Onoda, 10,000 Nights in the Jungle (2021)

We thus see Onoda arriving on the island when the war is nearly lost and the Japanese forces are already in disarray. As skirmishes with the American forces intensify and morale and food supplies dwindle, he is quick to fill the resultant void in leadership, even as the number of troops at his command doesn’t even make double figures. Soon they’re down to four and it appears the Americans have withdrawn, whereupon Onoda gives a suitably inspirational speech suggesting that the quartet hunker down for the long haul, raiding local villages and getting the lie of the land as they wait for reinforcements that will never arrive.

With the central setup and its protagonists established as such, the action begins to jump forward in ever lengthier intervals, with each leap mainly serving to narrate some key episode: the exploration of the island and guerrilla campaigns against its inhabitants, fights between members of the group and their respective exits from it and eventually the arrival of outsiders, who are still not able to sway Onoda’s obsessive need to stay on task.

While this episodic structure is clearly supposed to inject narrative momentum into what is necessarily a long ride, it turns the passing of time, perhaps the key element of the entire story, into something shown but barely felt; onscreen titles, make-up and older actors only go so far in actually evoking 30 years in the jungle. 

The focus on incident over atmosphere doesn’t just extend to time. For all the scenes showing Onoda poring over his talismanic map of Lubang, Harari is also unable to make the topography of the island truly tangible. There’s no mistaking the island’s visual appeal, though each of the locations remains little more than that, with neither the camerawork nor the editing able to stitch them together so as to conjure the sense of a lived-in landscape. Despite the fancy crane shots that swoop through, alongside and over foliage, the film never fully penetrates its setting, treating it as more of a space for the actors to perform in rather than a potential living, breathing protagonist of its own.

Onoda, 10,000 Nights in the Jungle (2021)

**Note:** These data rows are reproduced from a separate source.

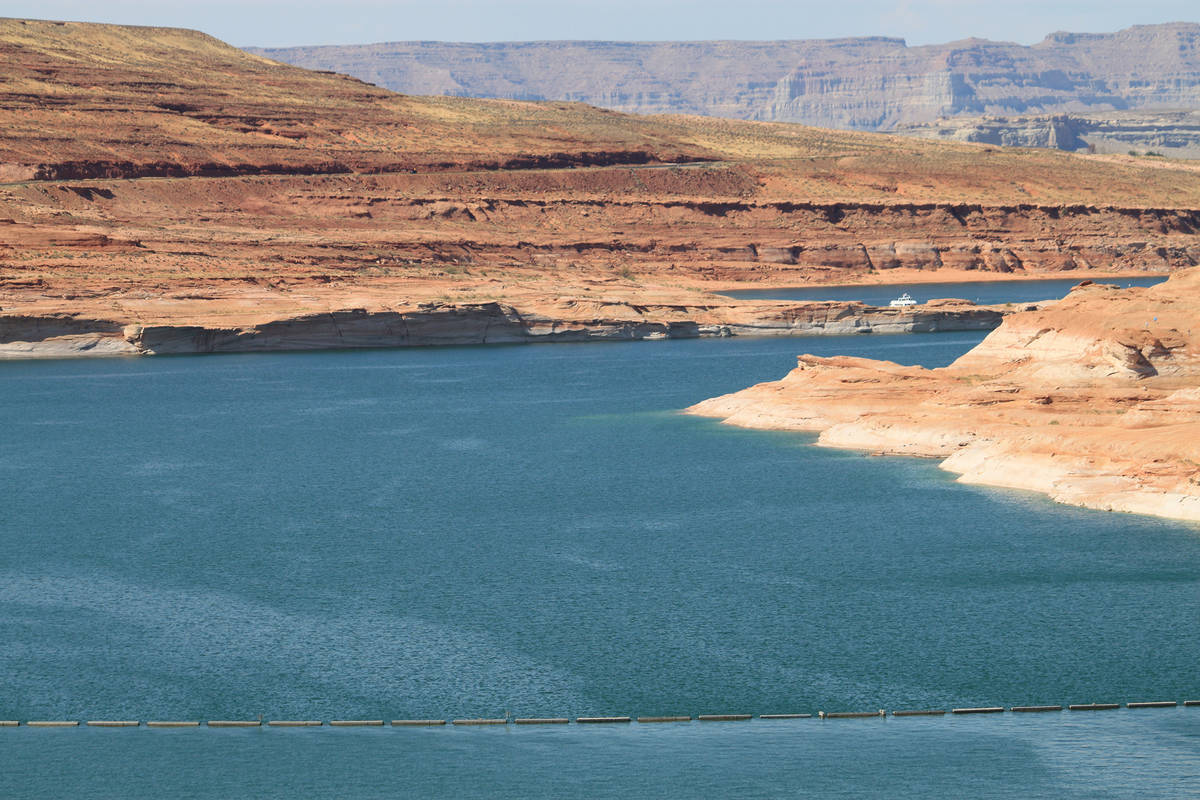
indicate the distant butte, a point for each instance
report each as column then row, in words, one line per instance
column 163, row 192
column 865, row 83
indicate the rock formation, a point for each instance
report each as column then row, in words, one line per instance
column 1174, row 134
column 161, row 191
column 868, row 83
column 1093, row 401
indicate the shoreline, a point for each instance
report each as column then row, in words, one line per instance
column 469, row 324
column 1093, row 401
column 943, row 275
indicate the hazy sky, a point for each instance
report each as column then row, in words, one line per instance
column 327, row 22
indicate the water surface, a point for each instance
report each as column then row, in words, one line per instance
column 535, row 530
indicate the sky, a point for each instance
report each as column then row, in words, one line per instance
column 281, row 23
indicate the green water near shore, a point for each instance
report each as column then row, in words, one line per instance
column 537, row 530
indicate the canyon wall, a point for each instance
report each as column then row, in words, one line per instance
column 1093, row 401
column 868, row 83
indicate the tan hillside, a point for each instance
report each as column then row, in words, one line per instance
column 156, row 176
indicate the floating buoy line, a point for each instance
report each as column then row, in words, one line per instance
column 587, row 720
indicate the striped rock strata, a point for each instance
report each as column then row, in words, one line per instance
column 1093, row 401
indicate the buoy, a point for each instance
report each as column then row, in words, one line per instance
column 724, row 717
column 785, row 716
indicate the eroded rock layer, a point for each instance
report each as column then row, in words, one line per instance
column 1093, row 401
column 161, row 191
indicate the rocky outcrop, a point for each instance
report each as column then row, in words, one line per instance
column 221, row 202
column 1093, row 401
column 1147, row 133
column 868, row 83
column 490, row 323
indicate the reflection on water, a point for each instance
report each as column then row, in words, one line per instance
column 543, row 534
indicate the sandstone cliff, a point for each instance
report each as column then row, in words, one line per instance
column 1174, row 134
column 1093, row 401
column 219, row 200
column 869, row 83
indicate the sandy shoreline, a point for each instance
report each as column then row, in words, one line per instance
column 1093, row 401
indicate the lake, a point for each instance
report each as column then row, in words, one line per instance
column 538, row 531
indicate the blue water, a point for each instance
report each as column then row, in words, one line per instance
column 537, row 530
column 981, row 293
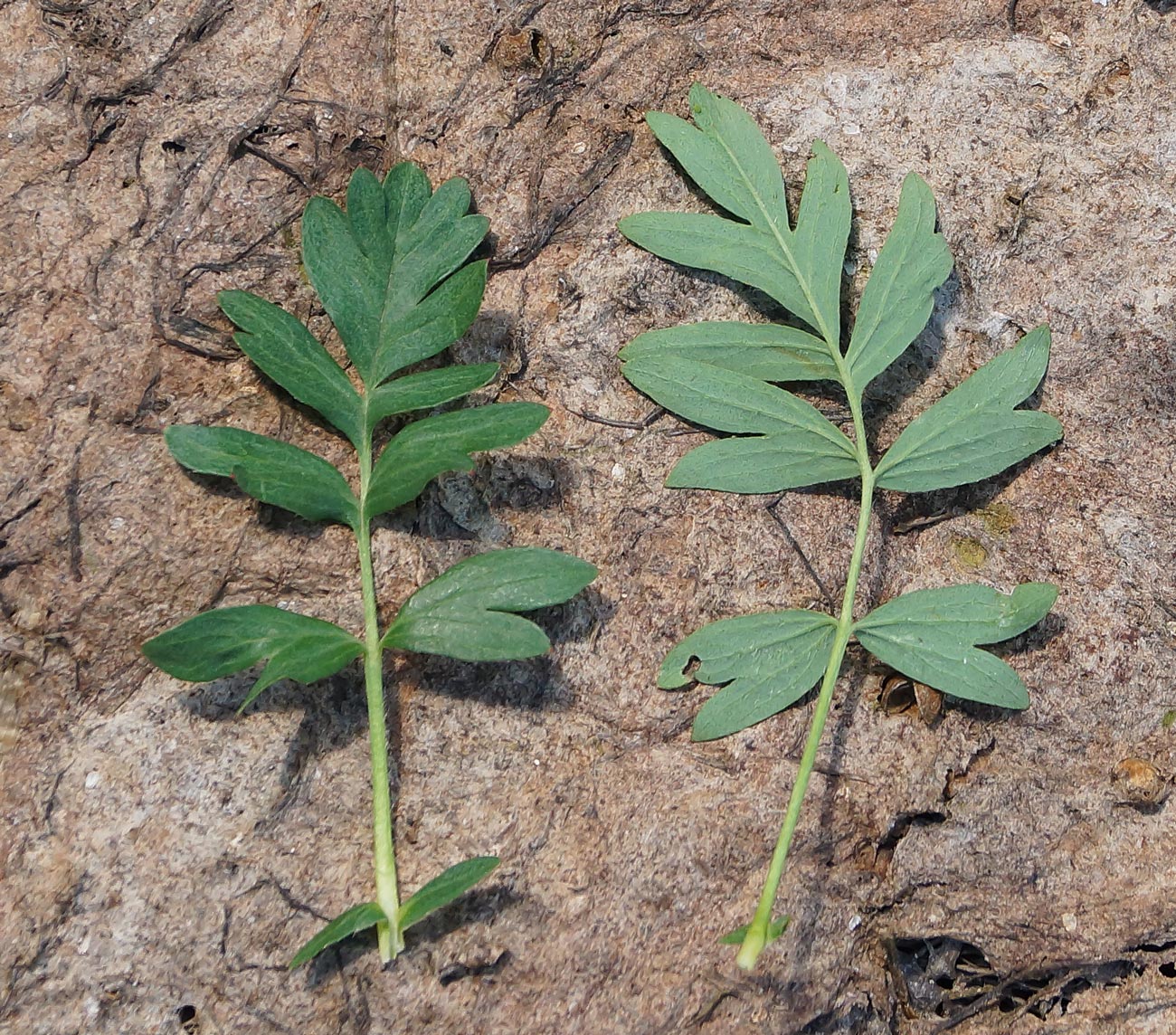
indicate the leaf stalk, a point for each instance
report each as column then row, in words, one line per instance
column 757, row 935
column 388, row 934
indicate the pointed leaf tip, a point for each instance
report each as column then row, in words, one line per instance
column 353, row 921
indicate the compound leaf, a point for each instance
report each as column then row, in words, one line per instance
column 728, row 401
column 769, row 352
column 426, row 389
column 270, row 470
column 734, row 250
column 434, row 445
column 727, row 156
column 768, row 661
column 435, row 324
column 900, row 292
column 353, row 921
column 227, row 640
column 761, row 463
column 930, row 636
column 289, row 354
column 974, row 432
column 443, row 888
column 467, row 612
column 375, row 263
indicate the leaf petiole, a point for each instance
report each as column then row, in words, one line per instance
column 760, row 932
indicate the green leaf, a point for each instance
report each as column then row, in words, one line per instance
column 354, row 920
column 289, row 354
column 220, row 642
column 761, row 463
column 771, row 352
column 442, row 889
column 434, row 445
column 775, row 929
column 900, row 292
column 375, row 263
column 930, row 636
column 728, row 157
column 270, row 470
column 427, row 389
column 974, row 432
column 799, row 446
column 768, row 662
column 462, row 612
column 822, row 232
column 734, row 250
column 433, row 325
column 732, row 403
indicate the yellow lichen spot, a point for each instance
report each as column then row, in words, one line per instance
column 999, row 518
column 969, row 553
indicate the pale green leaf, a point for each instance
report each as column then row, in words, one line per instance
column 469, row 612
column 727, row 157
column 353, row 921
column 442, row 889
column 898, row 295
column 761, row 463
column 974, row 432
column 270, row 470
column 435, row 445
column 289, row 354
column 767, row 661
column 822, row 232
column 734, row 250
column 232, row 639
column 728, row 401
column 930, row 636
column 771, row 352
column 426, row 389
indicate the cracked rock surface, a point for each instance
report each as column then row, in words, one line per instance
column 160, row 858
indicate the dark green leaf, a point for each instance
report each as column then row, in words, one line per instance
column 775, row 929
column 352, row 286
column 974, row 432
column 900, row 292
column 434, row 325
column 771, row 352
column 287, row 353
column 267, row 470
column 427, row 389
column 930, row 636
column 761, row 463
column 434, row 445
column 375, row 263
column 741, row 252
column 727, row 157
column 228, row 640
column 442, row 889
column 768, row 662
column 462, row 612
column 354, row 920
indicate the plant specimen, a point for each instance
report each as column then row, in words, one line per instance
column 393, row 275
column 724, row 375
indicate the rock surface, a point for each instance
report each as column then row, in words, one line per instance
column 160, row 858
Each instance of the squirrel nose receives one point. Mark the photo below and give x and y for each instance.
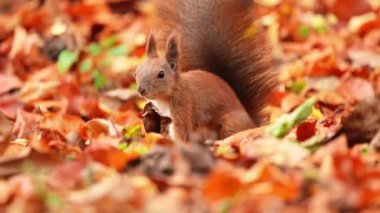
(141, 90)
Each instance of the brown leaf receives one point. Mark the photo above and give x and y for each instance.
(356, 89)
(363, 123)
(6, 127)
(345, 9)
(221, 184)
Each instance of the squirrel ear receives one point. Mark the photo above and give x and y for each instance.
(172, 52)
(151, 47)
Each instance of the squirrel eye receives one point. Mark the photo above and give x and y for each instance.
(161, 74)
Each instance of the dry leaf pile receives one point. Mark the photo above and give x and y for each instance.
(71, 133)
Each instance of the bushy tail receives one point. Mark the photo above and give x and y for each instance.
(220, 36)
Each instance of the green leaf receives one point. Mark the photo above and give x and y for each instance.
(94, 49)
(304, 31)
(66, 60)
(132, 132)
(120, 50)
(108, 42)
(283, 125)
(99, 79)
(85, 65)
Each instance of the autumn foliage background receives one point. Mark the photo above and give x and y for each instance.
(71, 133)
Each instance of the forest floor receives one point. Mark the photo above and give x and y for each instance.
(71, 128)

The dramatic scenes also never get to the heart of the matter, not least as their number of possible outcomes is restricted by the ‘truth’ of the story, meaning repetition is inescapable. The glaring question of why Onoda chose to stay so long in the jungle remains frustratingly unanswered, although the shouty flashback scenes to his training with the paternal Major Taniguchi are presumably supposed to function as motivation to this end.

With little to do as a viewer but wait for the inevitable, there’s more than enough time to ponder another, equally central question that Onoda throws up and neglects to address: what ideology is so pervasive and so well-anchored that it can make a man go to such extraordinary lengths? Yet Harari is completely disinterested in probing this ideology, a particularly troubling decision in view of the wider historical context in which the film unfolds. With nationalist sentiment on the rise again in Japan, making a film that essentially celebrates someone who appeared to fully assimilate its imperialistic ambitions is naïve at best and insulting at worst; it’s telling here that the Filipinos who appear are little more than cannon fodder. Surely if you head to foreign territory, you should have a better idea of the terrain?